In tutto il cinema di Vinagre a essere preso di mira è il fallocentrismo inteso come ossessione per l’Io padrone, negazione della fallibilità, della vulnerabilità e dell’eventualità di perdere il controllo, quella sovranità sulla nostra esistenza che è solo menzogna. In questa direzione va la testimonianza di Marcos Visnadi che, pur chiarendo quanto devastante possa essere la condizione fisica in cui si trova una personalità sieropositiva o malata, offre però anche la possibilità di una prospettiva meno egemone sullo stare al mondo e sulla cura: «A me che sono depresso e rischio di rimanere impantanato nei miei pensieri, la malattia offre un’urgenza concreta a cui ancorarmi».

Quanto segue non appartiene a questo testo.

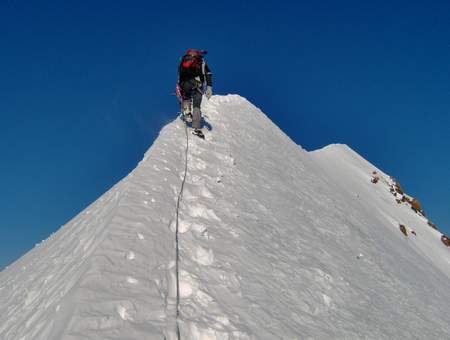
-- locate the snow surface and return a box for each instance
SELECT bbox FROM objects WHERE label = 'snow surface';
[0,95,450,340]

Il film di Vinagre e Leal partecipa alla volontà di risignificazione politica del virus e del concetto stesso di malattia in un paese il cui presidente ha oggi sulla coscienza sia tanti morti per Covid sia un tasso di mortalità per Aids ancora alto (più di diecimila all’anno) soprattutto tra le persone afrodiscendenti e trans, le più povere ed emarginate. Perché oggi l’Aids non è più una condanna a morte ma la sieropositività è un tabù, un fattore di gravi discriminazioni e l’accesso alle informazioni e alle cure mediche dipende ancora molto da dove si vive, dal capitale economico, sociale e relazionale di cui si dispone ma anche dalla gestione politica della salute pubblica.

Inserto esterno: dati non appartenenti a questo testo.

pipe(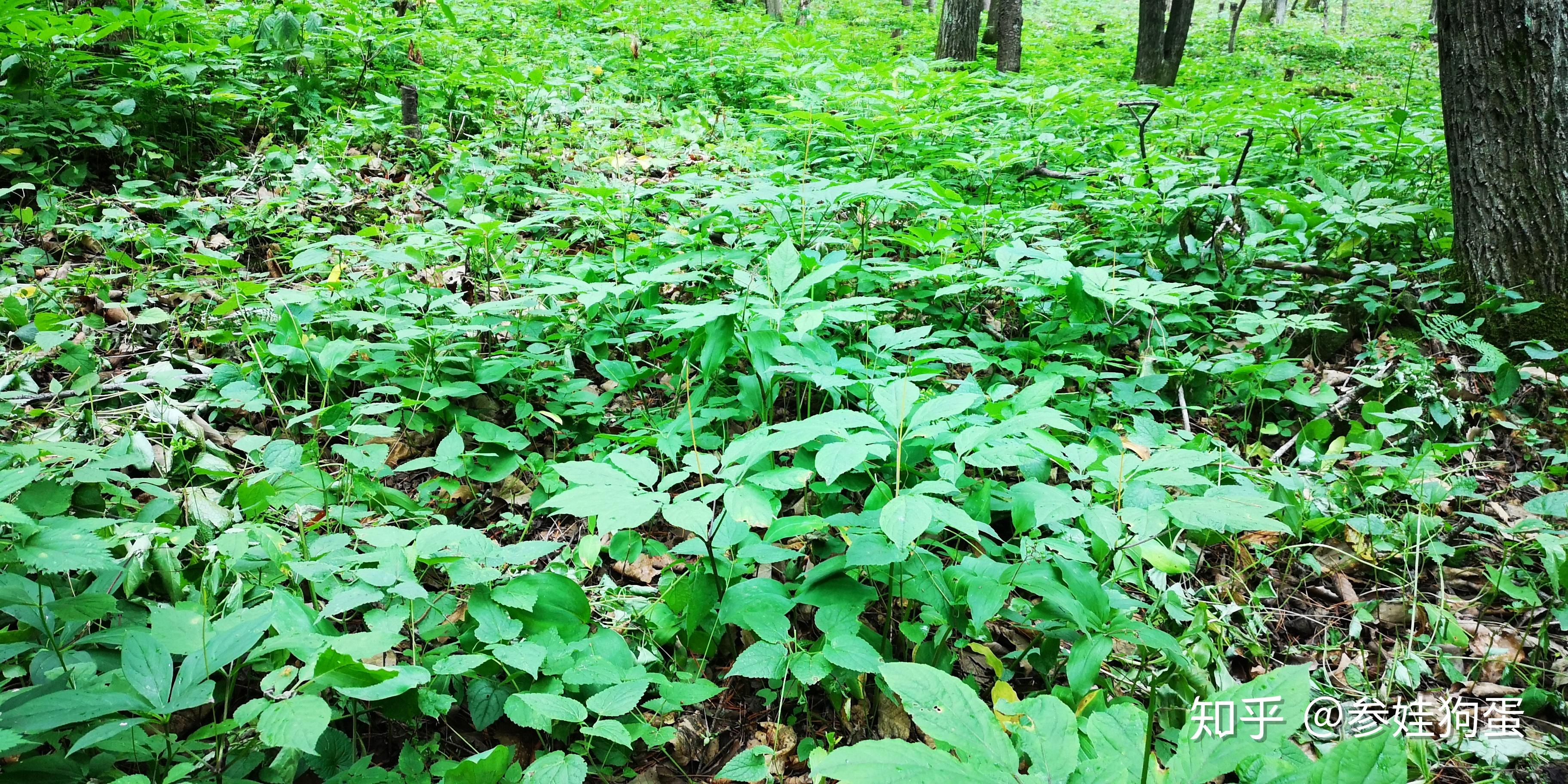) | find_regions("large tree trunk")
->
[1438,0,1568,339]
[1225,0,1246,53]
[1132,0,1193,88]
[991,0,1024,74]
[936,0,980,63]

Sul finale, il film ricorda che nel corso della sua presidenza, Jair Bolsonaro ha autorizzato la spesa di 90 milioni di reais per l’acquisto di farmaci senza comprovata efficacia contro l’Aids e ha licenziato dal Ministero della Salute personale specializzato, smantellato reti informative del governo in materia, stanziato nel febbraio del 2020 3,5 miliardi di reais per una campagna in favore dell’astinenza rispolverando una retorica che sembrava archiviata per sempre.